There is quite a lot of intuitive art and rational social technology of overcoming natural distrust, most particularly including distrust of that sort. Some of it is simple and near-universally reinvented, like the idea of a military leader leading from the front. Beyond that, our culture borrowed some nontrivial tech (written law, and also double-entry accounting, if I understand correctly) and created quite a lot more nontrivial social technology for it, starting earlier than I can discern (500AD?) and running up to about the Scottish Enlightenment. Since the S.E., though, our culture seems to have tended to dismantle or unthink it more than create it. (Rule of law vs. rule by purely discretionary permits in zoning or firearms or pharmaceuticals or whatever; 'nullius in verba' vs. the techniques that the modern Royal Society chooses to convince people of catastrophic anthropogenic climate change; a scientific culture of carefully documented reproducibility vs. uh whatever the murky heck we are evolving toward in grant-funded academia today; open ballots vs. secret ballots, and then onward to increasingly arrogant disregard for making it hard to cheat; the option for a victim to prosecute crimes vs. absolute prosecutorial discretion; the well-developed folk public choice theory on display in the Federalist papers vs. the fashionable dogma of government regulators as inherently benign in twentieth century academic economics...) So I grant that among receivers of information there is a lot of pure wilful blindness to solid facts out there, but I believe the problem is significantly compounded by how common it is for people transmitting information to be arrogantly unwilling to be even slightly serious about addressing well-founded doubts. (And the years up to maybe the mid-1800s, as above, are full of reminders of what it looks like when people get serious about addressing well-founded doubts: not as universal practice of the time, certainly, but as somewhat-ordinary best practices that would be remarkable anomalies today.)
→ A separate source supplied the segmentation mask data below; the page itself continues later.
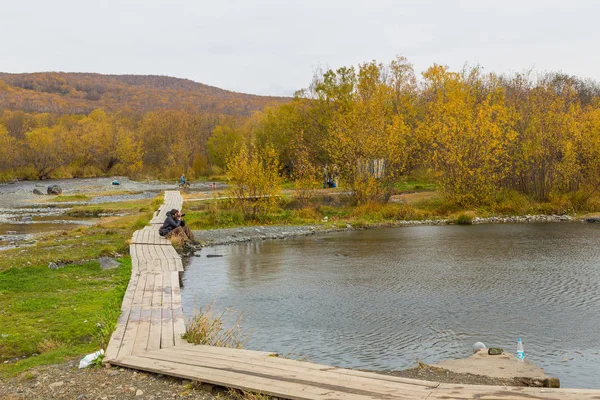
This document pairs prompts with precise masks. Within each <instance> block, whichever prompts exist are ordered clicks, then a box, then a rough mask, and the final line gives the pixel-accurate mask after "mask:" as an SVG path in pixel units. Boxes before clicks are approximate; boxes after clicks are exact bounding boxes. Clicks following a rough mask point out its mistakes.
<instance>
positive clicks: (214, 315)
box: [183, 302, 247, 349]
mask: <svg viewBox="0 0 600 400" xmlns="http://www.w3.org/2000/svg"><path fill="white" fill-rule="evenodd" d="M214 305H215V302H213V303H212V304H210V305H209V306H207V307H206V308H204V309H202V308H201V309H200V310H196V311H194V316H193V317H192V318H191V319H190V320H188V321H187V323H186V331H185V334H184V335H183V338H184V339H185V340H187V341H188V342H190V343H193V344H202V345H208V346H216V347H229V348H233V349H241V348H242V347H244V345H245V344H246V340H247V336H246V334H245V333H244V332H243V330H242V328H241V322H242V314H241V313H238V312H236V311H234V310H232V309H230V308H226V309H225V310H224V311H223V312H222V313H221V314H219V315H214V313H213V308H214Z"/></svg>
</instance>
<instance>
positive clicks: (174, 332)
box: [171, 272, 186, 346]
mask: <svg viewBox="0 0 600 400" xmlns="http://www.w3.org/2000/svg"><path fill="white" fill-rule="evenodd" d="M171 309H172V310H173V317H172V318H173V337H174V340H175V345H176V346H177V345H178V344H181V343H186V342H185V340H183V339H182V338H181V336H182V335H183V334H184V333H185V319H184V317H183V309H182V308H181V290H180V287H179V272H171Z"/></svg>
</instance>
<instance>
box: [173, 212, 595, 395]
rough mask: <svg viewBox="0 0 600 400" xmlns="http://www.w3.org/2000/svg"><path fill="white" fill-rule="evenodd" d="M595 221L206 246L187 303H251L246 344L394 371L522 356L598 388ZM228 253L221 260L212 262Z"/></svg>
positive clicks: (378, 230) (394, 229)
mask: <svg viewBox="0 0 600 400" xmlns="http://www.w3.org/2000/svg"><path fill="white" fill-rule="evenodd" d="M599 228H600V226H599V225H598V224H585V223H576V222H565V223H545V224H540V223H537V224H503V225H472V226H452V225H451V226H420V227H410V228H388V229H376V230H366V231H346V232H337V233H330V234H319V235H314V236H309V237H300V238H295V239H288V240H274V241H270V240H267V241H253V242H248V243H242V244H235V245H228V246H215V247H208V248H204V249H202V252H201V253H200V257H195V258H193V259H191V263H190V265H188V267H187V270H186V272H185V273H184V276H183V284H184V288H183V291H182V296H183V309H184V313H185V314H186V317H188V318H189V317H191V316H192V315H193V313H194V309H197V308H200V307H204V306H206V305H208V304H211V303H212V302H213V301H214V300H215V299H216V304H215V309H214V311H215V312H216V313H220V311H222V310H223V309H225V308H226V307H232V308H234V309H235V310H237V311H239V312H243V321H242V326H243V328H244V330H245V331H247V332H250V337H249V340H248V342H247V344H246V347H247V348H250V349H255V350H264V351H274V352H278V353H280V354H288V353H291V354H292V355H293V356H295V357H297V356H302V357H307V358H308V359H309V360H310V361H313V362H318V363H324V364H329V365H335V366H340V367H351V368H361V369H370V370H389V369H392V370H399V369H405V368H409V367H412V366H414V365H415V364H416V360H417V359H418V360H422V361H424V362H426V363H436V362H438V361H440V360H442V359H454V358H464V357H467V356H469V355H470V354H471V353H472V345H473V343H474V342H476V341H482V342H484V343H485V344H486V345H487V346H488V347H492V346H493V347H502V348H504V349H505V351H507V352H515V350H516V343H517V338H518V337H521V338H523V342H524V345H525V353H526V357H527V359H528V360H530V361H532V362H533V363H534V364H536V365H538V366H541V367H542V368H544V369H545V371H546V373H548V374H550V375H553V376H557V377H559V378H560V379H561V386H562V387H580V388H600V229H599ZM207 255H211V256H222V257H207Z"/></svg>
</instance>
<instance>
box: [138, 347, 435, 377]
mask: <svg viewBox="0 0 600 400" xmlns="http://www.w3.org/2000/svg"><path fill="white" fill-rule="evenodd" d="M196 348H197V349H196ZM170 352H171V353H175V354H178V356H179V357H181V359H182V360H183V359H185V360H188V361H194V360H198V362H201V363H202V362H204V361H205V360H213V361H215V360H217V361H218V362H221V363H227V364H232V365H239V366H240V368H246V367H247V368H249V370H252V369H253V368H256V367H265V368H271V369H274V371H285V372H286V373H287V372H289V373H295V374H300V375H301V376H303V377H310V379H311V380H314V381H315V382H324V383H326V382H333V381H337V382H338V383H339V384H342V382H353V383H361V385H376V386H381V387H386V388H395V387H398V384H404V385H410V386H423V387H429V388H432V387H438V386H439V383H438V382H428V381H420V380H416V379H408V378H401V377H394V376H389V375H382V374H376V373H373V372H362V371H354V370H349V369H344V368H336V367H330V366H328V365H322V364H314V363H310V362H305V361H295V360H290V359H285V358H280V357H272V356H271V355H270V354H269V353H264V352H248V351H247V350H244V351H242V350H241V349H227V348H223V347H211V346H191V348H190V346H189V345H187V346H176V347H173V348H172V349H170ZM254 353H258V354H254ZM163 354H165V353H160V354H158V353H148V354H147V355H146V356H147V357H151V358H157V357H158V359H161V358H160V357H162V355H163ZM199 365H204V364H199ZM352 372H358V374H352ZM388 378H391V379H388Z"/></svg>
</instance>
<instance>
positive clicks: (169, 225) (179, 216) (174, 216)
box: [158, 209, 194, 243]
mask: <svg viewBox="0 0 600 400" xmlns="http://www.w3.org/2000/svg"><path fill="white" fill-rule="evenodd" d="M184 215H185V214H182V213H180V212H179V210H176V209H172V210H171V211H169V212H168V213H167V218H165V222H164V223H163V225H162V226H161V227H160V229H159V230H158V234H159V235H160V236H164V237H166V238H167V239H171V238H172V237H174V236H176V237H179V238H181V239H182V240H183V241H184V242H187V241H188V240H189V241H191V242H192V243H194V234H193V233H192V231H191V230H190V228H189V227H187V226H186V225H185V221H184V219H183V216H184Z"/></svg>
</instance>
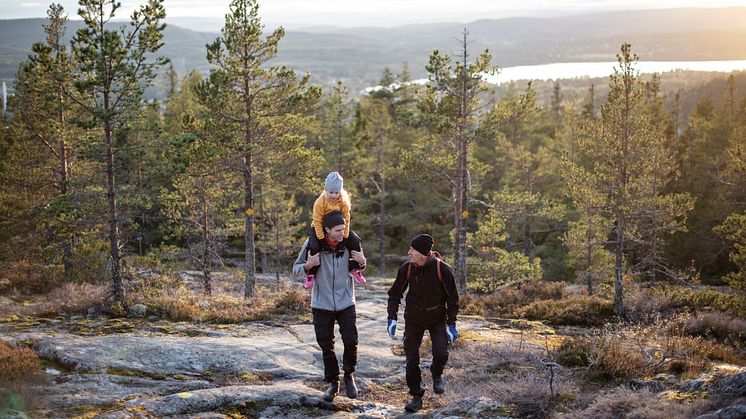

FWIW, the academic philosophers seem to have stampeded off into cant and nonsense (Marxist, vaguely postmodernist, and probably some other stuff I don't recognize) since Popper, but the techies have continued to make further progress on thinking about inductive logic. They are particularly motivated to do so by issues like learning from 100k recordings of customers saying "yes" and "no" a rule to decide automatically whether today's customer is saying "yes" or "no", but the fundamentals also apply to more traditional deep questions like how confidently we should act as though the sun will come up tomorrow. So if any of y'all happen to be just fascinated by such questions, and are also comfortable with math up through at least basic statistics, I recommend Vapnik _The Nature of Statistical Learning Theory_ for one interesting approach, and Gruenwald _the Minimum Description Length Principle_ for another.